When you have reserved observations for training, validation, and testing, a model that is fit on the training data is scored on the validation and test data, and statistics are computed separately for each of these subsets. For more information, see the section Partition Fit Statistics. For an illustration, see Example 54.4.

Using the Validation Statistic as the CHOOSE= Criterion

When you specify the CHOOSE= VALIDATE suboption of the METHOD= option in the SELECTION statement, the ASE is computed on the validation data for the models at each step of the selection process. The smallest model at any step that yields the smallest validation ASE is selected.

Using the Validation Statistic as the STOP= Criterion

When you specify the STOP= VALIDATE suboption of the METHOD= option in the SELECTION statement, the ASE is computed on the validation data for the models at each step of the selection process.

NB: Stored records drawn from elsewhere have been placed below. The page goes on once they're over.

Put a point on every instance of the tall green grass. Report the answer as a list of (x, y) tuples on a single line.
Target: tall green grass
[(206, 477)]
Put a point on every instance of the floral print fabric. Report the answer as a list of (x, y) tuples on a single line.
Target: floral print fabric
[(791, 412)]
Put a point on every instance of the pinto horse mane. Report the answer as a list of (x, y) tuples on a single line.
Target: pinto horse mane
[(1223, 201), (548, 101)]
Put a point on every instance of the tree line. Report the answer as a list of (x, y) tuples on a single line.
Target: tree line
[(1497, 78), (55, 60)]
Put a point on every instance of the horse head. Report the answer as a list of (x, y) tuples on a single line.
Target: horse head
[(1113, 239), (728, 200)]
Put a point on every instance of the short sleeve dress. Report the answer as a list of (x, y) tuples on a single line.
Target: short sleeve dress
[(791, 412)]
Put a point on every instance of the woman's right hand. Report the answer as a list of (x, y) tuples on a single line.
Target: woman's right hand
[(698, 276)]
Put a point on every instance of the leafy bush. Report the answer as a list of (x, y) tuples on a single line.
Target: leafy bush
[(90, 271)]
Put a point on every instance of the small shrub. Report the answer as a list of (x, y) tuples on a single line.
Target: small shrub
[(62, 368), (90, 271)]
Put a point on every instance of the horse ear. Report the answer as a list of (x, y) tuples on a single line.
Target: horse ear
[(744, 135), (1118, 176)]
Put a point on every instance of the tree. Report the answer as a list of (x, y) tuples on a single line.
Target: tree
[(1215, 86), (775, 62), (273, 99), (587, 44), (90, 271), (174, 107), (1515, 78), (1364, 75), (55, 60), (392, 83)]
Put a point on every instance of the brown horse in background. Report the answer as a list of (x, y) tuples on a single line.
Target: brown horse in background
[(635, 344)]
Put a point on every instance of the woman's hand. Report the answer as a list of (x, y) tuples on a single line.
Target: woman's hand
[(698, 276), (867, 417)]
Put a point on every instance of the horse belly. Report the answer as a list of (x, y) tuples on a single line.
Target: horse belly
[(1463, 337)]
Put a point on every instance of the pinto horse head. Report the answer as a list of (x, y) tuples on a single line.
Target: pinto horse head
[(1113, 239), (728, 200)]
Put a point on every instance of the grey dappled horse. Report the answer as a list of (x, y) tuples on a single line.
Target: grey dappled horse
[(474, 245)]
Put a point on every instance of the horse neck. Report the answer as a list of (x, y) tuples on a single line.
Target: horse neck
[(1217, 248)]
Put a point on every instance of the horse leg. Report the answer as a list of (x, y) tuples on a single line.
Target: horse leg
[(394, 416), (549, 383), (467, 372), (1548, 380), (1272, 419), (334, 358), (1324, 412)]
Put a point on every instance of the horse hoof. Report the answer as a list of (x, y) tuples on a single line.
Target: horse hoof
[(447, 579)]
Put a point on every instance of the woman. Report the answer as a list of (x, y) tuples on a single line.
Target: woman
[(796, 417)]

At step k of the selection process, the best candidate effect to enter or leave the current model is determined and the validation ASE for this new model is computed. If this validation ASE is greater than the validation ASE for the model at step k, then the selection process terminates at step k.

Partition Fit Statistics

Specifying a PARTITION statement modifies the display of many tables by adding separate rows or columns for the training, validation, and test data sets. A "Partition Fit Statistics" table is also produced, and it displays the following statistics, which are useful for assessing the model and which should be very similar for the different roles when the training data are representative of the other data sets: average square error, misclassification rate, $R^2$, max-rescaled $R^2$, and McFadden’s $R^2$. Binary and binomial response models also display the following statistics: area under the ROC curve, the Hosmer-Lemeshow test p-value, difference of means, Somers’ D statistic, and the true positive and negative fractions. Polytomous response models also display the true fraction for each response level. For more information, see the sections Model Fit and Assessment Statistics and The Hosmer-Lemeshow Goodness-of-Fit Test.